Her little 3 year old brother, on the other hand, much like my own son, scribbled all over the drawing as though it were a blank sheet of paper. He completely violated the simple rule of the book…colour in the pictures within its clearly defined & inked boundaries. Its not that it was intentional…apart from his lack of fine motor skill with a texta, he just didn’t see the ‘boundaries’.
That’s kids, isn’t it? We exist as beings of light that are everywhere and everything, then get born into a human body container with boundaries, and a world with social norms and boundaries, and have to learn all about being finite and limited in a world of boundaries (then we all have midlife crises and find our way back to the truth 40 years later, but that’s another story).
Boundaries. Like the human rights & laws of the current time. Or the social norms of any given society, the particular etiquette of various regions and cultural groups. Or right down to the personal boundaries of each person and what they will and wont accept in their various relationships with others.

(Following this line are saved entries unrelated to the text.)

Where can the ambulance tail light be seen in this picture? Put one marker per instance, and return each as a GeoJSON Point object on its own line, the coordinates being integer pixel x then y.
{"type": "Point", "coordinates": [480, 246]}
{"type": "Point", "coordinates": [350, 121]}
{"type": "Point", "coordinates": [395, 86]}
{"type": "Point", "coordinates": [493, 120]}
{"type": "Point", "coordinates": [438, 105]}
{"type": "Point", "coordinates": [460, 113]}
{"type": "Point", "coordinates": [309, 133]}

Our parents, if we get good ones, try their hardest to teach boundaries in order that we experience freedom and grow up to feel independent, empowered, autonomous and nurture our creativity. Because in order to navigate life, community and the current world, to form healthy connections with family, friends and lovers, in order that we be happy, we need boundaries. We need to know how to communicate what those boundaries are so that others know, and to respect the boundaries of others.

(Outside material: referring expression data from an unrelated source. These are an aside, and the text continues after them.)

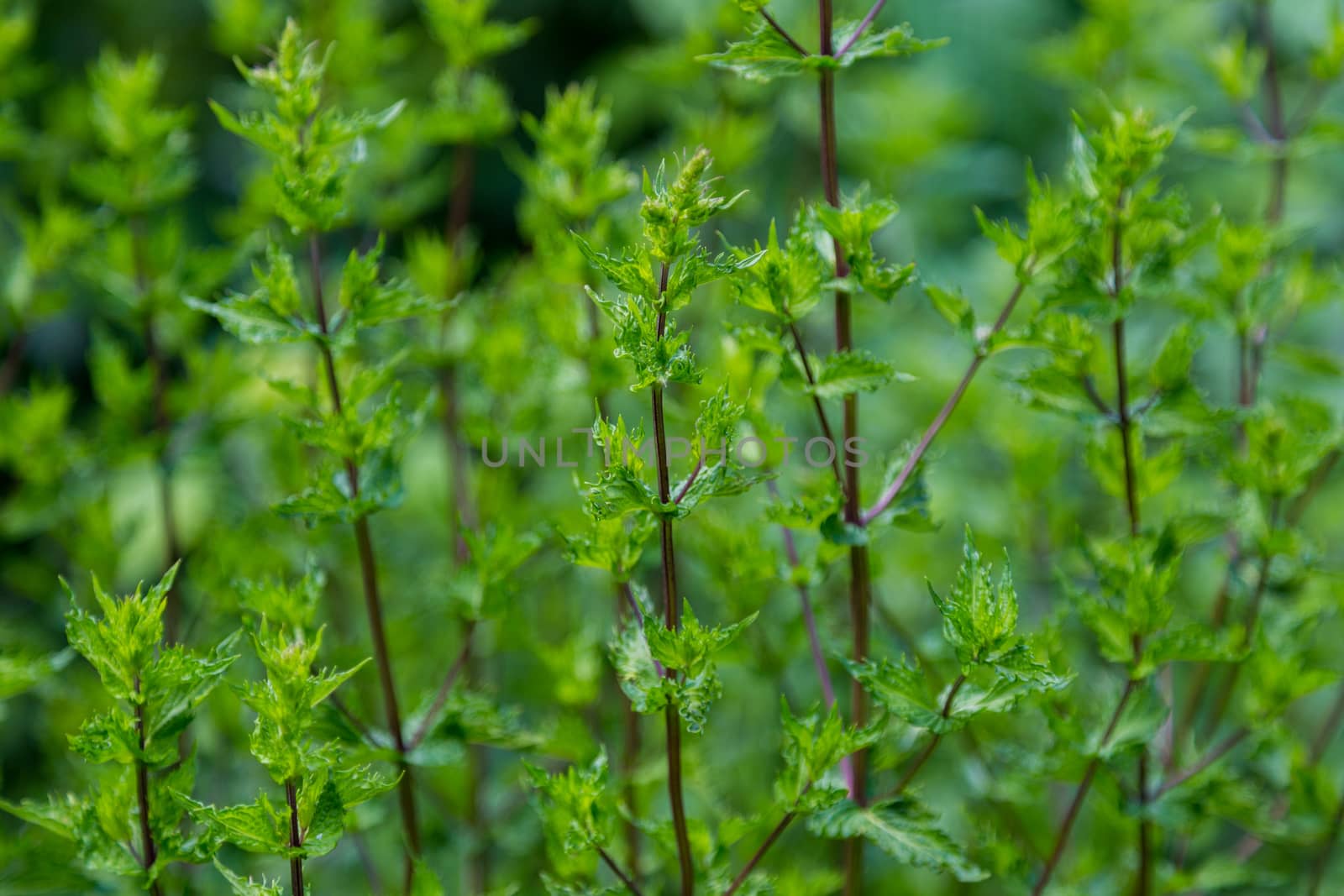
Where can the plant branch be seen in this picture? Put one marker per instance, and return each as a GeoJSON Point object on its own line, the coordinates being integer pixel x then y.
{"type": "Point", "coordinates": [1079, 795]}
{"type": "Point", "coordinates": [150, 852]}
{"type": "Point", "coordinates": [1095, 396]}
{"type": "Point", "coordinates": [369, 578]}
{"type": "Point", "coordinates": [860, 597]}
{"type": "Point", "coordinates": [627, 605]}
{"type": "Point", "coordinates": [788, 38]}
{"type": "Point", "coordinates": [1327, 734]}
{"type": "Point", "coordinates": [864, 26]}
{"type": "Point", "coordinates": [810, 620]}
{"type": "Point", "coordinates": [759, 853]}
{"type": "Point", "coordinates": [672, 618]}
{"type": "Point", "coordinates": [816, 403]}
{"type": "Point", "coordinates": [1274, 109]}
{"type": "Point", "coordinates": [13, 360]}
{"type": "Point", "coordinates": [1210, 758]}
{"type": "Point", "coordinates": [1252, 618]}
{"type": "Point", "coordinates": [444, 689]}
{"type": "Point", "coordinates": [616, 869]}
{"type": "Point", "coordinates": [296, 840]}
{"type": "Point", "coordinates": [690, 481]}
{"type": "Point", "coordinates": [941, 419]}
{"type": "Point", "coordinates": [933, 741]}
{"type": "Point", "coordinates": [161, 421]}
{"type": "Point", "coordinates": [1323, 862]}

As someone who has had to learn the hard way what healthy boundaries are, well into my adulthood, I do vouch for their importance. There are some really mean and selfish people out there. Yeah, I know that everyone reviews their own life after they die – and for some who were particularly cruel or awful that can be a kind of hell – and in that life-review, any person who has hurt me will feel what I felt, and truly understand (sorry for going esoteric on you, I’m done now). But my boundary now is that if someone can’t recognise that their actions hurt me and say sorry in the here and now of life – regardless of blame or pesky details – then there’s no respect and so until there is, they’re out of my circle. Brene Brown puts it succinctly;
Anyhoo, back to the colouring-in books. So as you can imagine, I felt so sorry for the characters on the pages, staring up at their childish owners, crying out for their own boundaries to be seen and acknowledged. Crying out for skin or fur tones, bright clothing, green flower stems and multicoloured petals. My heart broke, as I thought of the hundreds of thousands of colouring books over the century, who had never had even one of their pages reach its full potential.
But then I thought, their true symbolic meaning, of boundaries and how they can actually create a sense of colour and beauty when respected, is a valuable life lesson – and a child slowly but surely learning the Golden Rule of various colouring-in books, holds him/her in good stead for the rest of life. Boundaries.
Thankyou colouring-in books. Thankyou for your sacrifice.